À ceux qui disent : « le mal est, donc Dieu n’est pas », on peut répondre du tac au tac : « le bien est, donc Dieu est » [1]. Mais les deux affirmations ne seront pas égales.
La preuve de Dieu ne consiste pas à dire : Dieu existe parce que le monde est parfait, à faire de l’apologétique à la Bernardin de Saint-Pierre, à s’émerveiller, par exemple, que les cerises et les prunes soient « taillées pour la bouche de l’homme », les poires et les pommes « pour sa main », et les melons divisés par côtes pour être « mangés en famille ». Nous ne disons pas d’avantage : Dieu existe parce que ce monde-ci nous montre le mal à la fin toujours puni et le bien toujours triomphant. Il serait trop facile alors de nous confondre.
La preuve de Dieu consiste à dire : le monde, avec le mal qui s’y trouve, est, donc Dieu est. Si misérable et imparfait qu’il soit, le monde est. Si riche et si merveilleux qu’il soit, le monde est multiple et changeant, il n’est donc pas l’Absolu de l’être, l’Être par soi, qui ne peut être qu’un et immuable. Ni néant, ni Absolu, le monde est actuellement, à chaque moment, de l’être qui n’est pas par soi, de l’être qui ne porte pas en lui-même sa raison explicative, de l’être indigent, de l’être « contingent » – c’est le mot philosophique –, donc de l’être mendié. Le néant n’a point besoin d’explication, de raison d’être ; l’Absolu porte en soi sa raison d’être ; le monde qui est entre les deux a besoin d’une raison d’être, d’une justification, mais, ne la possédant pas en lui, il ne peut la trouver que dans un Autre, lequel est par soi : ce qui est, sans être par soi, est par un Autre, qui est par soi [2].
Le mouvement de l’intelligence qui s’élève jusqu’à l’affirmation de Dieu demeure dès lors intact, si grand que soit le mal dans le monde. Il est comparable au raisonnement de l’homme qui voyant au milieu de l’ombre un effet de lumière conclut à l’existence du soleil.
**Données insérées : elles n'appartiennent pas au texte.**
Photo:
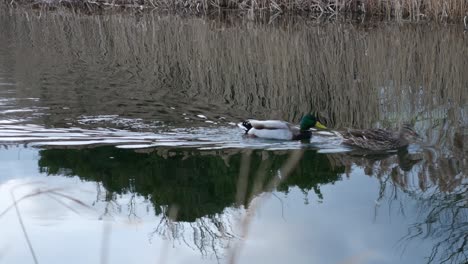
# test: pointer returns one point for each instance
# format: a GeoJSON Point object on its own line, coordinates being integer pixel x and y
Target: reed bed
{"type": "Point", "coordinates": [400, 9]}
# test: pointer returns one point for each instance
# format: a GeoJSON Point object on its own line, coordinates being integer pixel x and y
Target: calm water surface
{"type": "Point", "coordinates": [119, 140]}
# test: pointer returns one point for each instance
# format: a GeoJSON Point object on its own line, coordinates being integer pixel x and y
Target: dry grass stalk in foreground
{"type": "Point", "coordinates": [400, 9]}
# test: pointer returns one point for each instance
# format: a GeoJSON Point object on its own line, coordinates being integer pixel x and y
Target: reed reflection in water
{"type": "Point", "coordinates": [153, 73]}
{"type": "Point", "coordinates": [204, 187]}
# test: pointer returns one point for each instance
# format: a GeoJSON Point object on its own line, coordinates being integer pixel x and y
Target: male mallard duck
{"type": "Point", "coordinates": [276, 129]}
{"type": "Point", "coordinates": [380, 139]}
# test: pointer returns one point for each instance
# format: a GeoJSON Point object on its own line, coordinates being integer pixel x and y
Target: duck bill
{"type": "Point", "coordinates": [320, 125]}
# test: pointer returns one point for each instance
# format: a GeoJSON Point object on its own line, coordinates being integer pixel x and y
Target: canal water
{"type": "Point", "coordinates": [119, 140]}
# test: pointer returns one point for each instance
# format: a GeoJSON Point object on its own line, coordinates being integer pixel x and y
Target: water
{"type": "Point", "coordinates": [118, 139]}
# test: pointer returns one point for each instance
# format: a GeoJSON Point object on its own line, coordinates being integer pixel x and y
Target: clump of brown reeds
{"type": "Point", "coordinates": [399, 9]}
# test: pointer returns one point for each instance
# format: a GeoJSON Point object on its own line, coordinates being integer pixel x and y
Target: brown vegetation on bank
{"type": "Point", "coordinates": [400, 9]}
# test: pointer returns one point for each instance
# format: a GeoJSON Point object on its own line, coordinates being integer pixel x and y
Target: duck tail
{"type": "Point", "coordinates": [246, 126]}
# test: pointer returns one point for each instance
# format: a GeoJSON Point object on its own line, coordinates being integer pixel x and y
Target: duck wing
{"type": "Point", "coordinates": [270, 124]}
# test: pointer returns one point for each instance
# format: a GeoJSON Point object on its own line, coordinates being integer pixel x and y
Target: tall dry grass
{"type": "Point", "coordinates": [400, 9]}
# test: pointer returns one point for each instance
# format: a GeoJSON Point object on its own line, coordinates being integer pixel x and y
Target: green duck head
{"type": "Point", "coordinates": [309, 121]}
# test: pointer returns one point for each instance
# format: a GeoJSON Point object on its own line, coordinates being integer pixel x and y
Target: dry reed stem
{"type": "Point", "coordinates": [245, 222]}
{"type": "Point", "coordinates": [400, 9]}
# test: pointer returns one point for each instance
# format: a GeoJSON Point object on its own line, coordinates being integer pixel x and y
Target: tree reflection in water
{"type": "Point", "coordinates": [196, 192]}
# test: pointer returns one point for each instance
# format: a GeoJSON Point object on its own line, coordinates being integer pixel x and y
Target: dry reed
{"type": "Point", "coordinates": [400, 9]}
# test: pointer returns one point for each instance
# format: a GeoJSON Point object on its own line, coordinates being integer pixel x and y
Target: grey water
{"type": "Point", "coordinates": [119, 140]}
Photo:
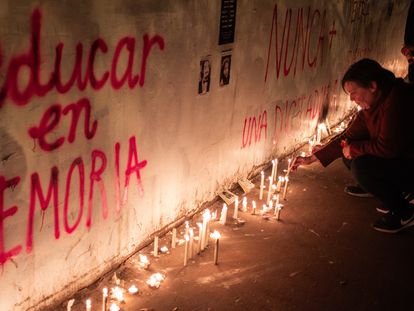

Mieux encore : tandis que la lumière et l’ombre se chasse mutuellement, il faut se rappeler que le mal a toujours besoin d’un sujet dans lequel il se trouve – il n’y aurait pas de cécité sans un être privé de vue ; sous le mal se révèle toujours l’être contingent. Et l’on pourra dire, sans nul paradoxe de pensée, que le mal prouve Dieu. il n’y a là qu’un paradoxe d’expression qu’on fait disparaître en disant : le mal décèle l’existence d’un sujet contingent, lequel postule l’existence de l’Absolu.
[1] « Si Dieu est, d’où viennent les maux ? fait dire Boèce à quelque philosophe. À quoi la réponse est, au contraire : Si le mal est, Dieu est. Pas de mal sans bien, dont le mal est privation. Et sans Dieu, ce bien ne serait pas ». S. Thomas, Contra Gentiles III, 71.
[2] Il suffit pour qu’il y ait des choses pour que Dieu soit inévitable. Accordons à un brin de mousse, à la moindre fourmi leur valeur de réalité ontologique, nous ne pouvons plus échapper à l’effrayante main qui nous a faits ». Jacques MARITAIN, Les degrés du savoir, Paris, Desclée De Brouwer, 1932, p. 212.